Пускай смерть дышит ему в лицо; если же смерть приближаться не хочет, ничего, он сам пойдет к ней. Как-то на Рождество, поздно вечером, он вскочил на мотоцикл и мчался по оледеневшим дорогам несколько сот километров, чтобы отвезти юной цыганке с торчащими передними зубами бальное платье с серебристыми чешуйками, хотя уместность этого платья в глинобитной хибаре, отапливаемой кизяком, была более чем сомнительна. Правда, шестнадцатилетняя девушка, чьим мужем он был целую неделю, чуть с ума не сошла от счастья, получив такой подарок. А уж автомобильные гонки! Однажды (у него как раз появилась первая машина) он отправился в горы кататься на лыжах; в отеле он подружился с каскадерами – и тут же, конечно, заключил с ними пари: кто скорее спустится на автомобиле с горы и доберется до города. Он вырвался вперед, но потом машина пошла кувырком, ее сплющило в лепешку; каскадеры мрачно двинулись вниз – хотя бы найти труп. «Ну что, попугаи, сдрейфили?» – прохрипел брат из дымящейся груды железного лома. Машину, впрочем, удалось оживить, и Дани не расставался с ней еще несколько лет. Ржавое, латаное-перелатаное транспортное средство это словно собрало в себе все несчастья Восточной Европы, все следы пренебрежительного обращения с техникой; но чем старше становилась машина, чем ужаснее она выглядела, тем нежнее относился к ней Дани. Прежде чем сесть в нее, он каждый раз поднимал крышку капота и дергал какую-то перекрученную проволоку: мотор заводился. А когда они, с пыхтеньем, скрежетом и оглушительными выхлопами, возвращались домой и Дани поднимался с подпертого кирпичами сиденья, люди на площади смотрели на них с веселым дружелюбием. Хозяин и его драндулет так хорошо изучили друг друга, пережили вместе столько унижений, что Дани, этот ангел непостоянства, привязался к машине, как к состарившейся преданной собаке. И когда она уже перестала шевелиться, он все равно не решился отдать ее под пресс; потратив два дня, он выкопал на опушке леса большую яму и похоронил ее, словно близкое существо.

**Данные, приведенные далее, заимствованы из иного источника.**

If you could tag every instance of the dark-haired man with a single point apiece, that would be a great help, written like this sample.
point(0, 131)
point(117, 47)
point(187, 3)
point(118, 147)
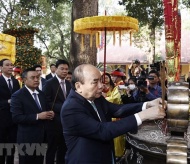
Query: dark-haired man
point(151, 91)
point(8, 85)
point(29, 111)
point(42, 81)
point(86, 118)
point(69, 76)
point(52, 73)
point(56, 91)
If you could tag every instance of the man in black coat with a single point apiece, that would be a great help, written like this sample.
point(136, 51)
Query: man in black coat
point(38, 69)
point(7, 128)
point(56, 91)
point(52, 73)
point(86, 118)
point(29, 111)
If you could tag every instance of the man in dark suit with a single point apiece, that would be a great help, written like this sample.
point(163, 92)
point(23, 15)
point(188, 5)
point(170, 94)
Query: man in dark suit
point(7, 128)
point(38, 69)
point(29, 111)
point(52, 73)
point(56, 91)
point(86, 118)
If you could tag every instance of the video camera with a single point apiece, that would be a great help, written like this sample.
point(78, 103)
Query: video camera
point(136, 61)
point(141, 81)
point(155, 66)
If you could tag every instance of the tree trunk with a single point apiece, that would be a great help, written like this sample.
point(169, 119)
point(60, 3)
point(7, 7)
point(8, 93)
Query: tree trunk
point(81, 9)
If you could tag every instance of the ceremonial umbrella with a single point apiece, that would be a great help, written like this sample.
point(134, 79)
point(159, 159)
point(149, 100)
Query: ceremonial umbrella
point(94, 25)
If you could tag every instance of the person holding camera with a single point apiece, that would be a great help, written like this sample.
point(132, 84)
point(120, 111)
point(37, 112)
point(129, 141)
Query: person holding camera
point(118, 77)
point(134, 68)
point(148, 92)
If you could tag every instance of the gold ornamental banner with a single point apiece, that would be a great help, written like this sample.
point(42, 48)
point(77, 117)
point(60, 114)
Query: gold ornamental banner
point(7, 47)
point(93, 25)
point(89, 25)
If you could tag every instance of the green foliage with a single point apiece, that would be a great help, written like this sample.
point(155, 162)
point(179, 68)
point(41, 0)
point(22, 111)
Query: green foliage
point(51, 17)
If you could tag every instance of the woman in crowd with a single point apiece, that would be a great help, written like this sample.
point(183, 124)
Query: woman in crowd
point(112, 94)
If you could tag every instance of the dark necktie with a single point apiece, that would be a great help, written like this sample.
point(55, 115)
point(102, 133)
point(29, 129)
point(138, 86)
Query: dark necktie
point(9, 85)
point(96, 110)
point(36, 100)
point(63, 89)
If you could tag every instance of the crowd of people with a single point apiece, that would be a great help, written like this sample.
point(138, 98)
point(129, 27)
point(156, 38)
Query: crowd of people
point(82, 116)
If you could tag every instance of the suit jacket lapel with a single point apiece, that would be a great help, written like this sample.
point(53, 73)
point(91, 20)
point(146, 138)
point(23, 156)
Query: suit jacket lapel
point(68, 87)
point(31, 99)
point(4, 83)
point(42, 103)
point(15, 85)
point(100, 111)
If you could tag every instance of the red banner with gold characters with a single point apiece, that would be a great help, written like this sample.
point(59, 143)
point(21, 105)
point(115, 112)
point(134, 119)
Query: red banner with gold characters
point(173, 39)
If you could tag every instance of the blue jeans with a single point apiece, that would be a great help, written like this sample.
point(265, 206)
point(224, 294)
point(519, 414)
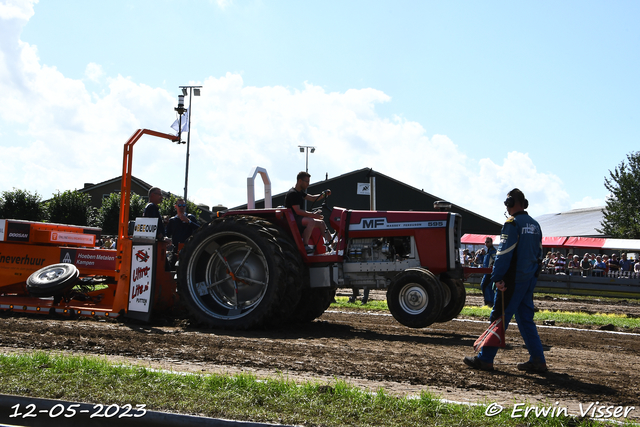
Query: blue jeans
point(486, 286)
point(520, 305)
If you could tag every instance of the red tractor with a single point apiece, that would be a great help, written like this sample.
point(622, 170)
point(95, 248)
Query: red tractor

Я не в силах оторвать взгляда от беспокойных шагов Дани; он как будто спасается бегством, мечась из угла в угол, от одной стены до другой и, подобно какому-то рассеянному дятлу, стуча костяшками пальцев по каждому предмету обстановки, который попадается на пути. Сняв колпачок с моей авторучки, зачем-то нюхает его; вынув букет тюльпанов, заглядывает в вазу. Бег его ускоряется; я чувствую, что уже и сам устал наблюдать за ним; наконец, он садится в кресло и распрямляет один за другим ежа тые в кулак пальцы. Потом, спохватившись, выхватывает из кармана какие-то пузырьки, глотает таблетки, мозг его возбуждается, и он жестами дирижера чертит свои мысли прямо в воздухе перед собой. Я пододвигаю ему хлеб, сыр; он, понюхав, кладет их обратно. Роняет на грудь голову, словно вор-неудачник, который лишь сейчас понял, что с этой балки под самой крышей, куда он каким-то чудом забрался, ему ни за что не спуститься. Будто молясь, складывает на груди руки, вертит туда-сюда головой, улыбается каким-то своим мыслям, раскачивается взад-вперед. Озирается вокруг: «Ты кого-нибудь ждешь? Никого? Тогда закрой дверь на ключ и, кто бы ни пришел, не пускай. Я столько лет готовился к этому разговору. Я твердо решил: пора вырваться из их грязных лап, понимаешь? Ведь и до сих пор: это не их руки были такими длинными, это я отдал им поводок своих хи мер. И они за него ухватились, за него держаться легко; но сейчас я проснулся. Мне бы только чуть-чуть сил побольше! Я два дня уже ничего не ем. Знаешь, что я вижу все время? Конец лета, на жнивье лежит мертвое тело, мухи ползают по открытым глазам. Это – я. Скажи, чего бояться человеку, если он не трус? Я сдаю партию; все, что у меня еще впереди, нелепо и скучно. Не хочу ничего, никакого решения! Не могу я уже жить ни с кем. Я ни к чему не привязан, а жить можно, только если ты привязан к чему-то. Теперь я настроен лишь уходить, разрывать, прощаться. Иногда, представляешь, меня даже тянет обратно в тюрьму: там я, может быть, и обрел бы покой. Но и этого не будет; будет только глупость, будет только упадок. Я теперь способен только отталкивать все от себя, никого ни в чем не хочу убеждать, уговаривать, не хочу к себе никого привязывать. Я до того заскорузл, что меня скорей разорвет, чем растя нет, я скорее погибну, чем обновлюсь. Мне бы искать простые, растительные решения; да беда в том, что я – не растение. Не могу с интересом взирать на то, что доставляет боль; я – болен.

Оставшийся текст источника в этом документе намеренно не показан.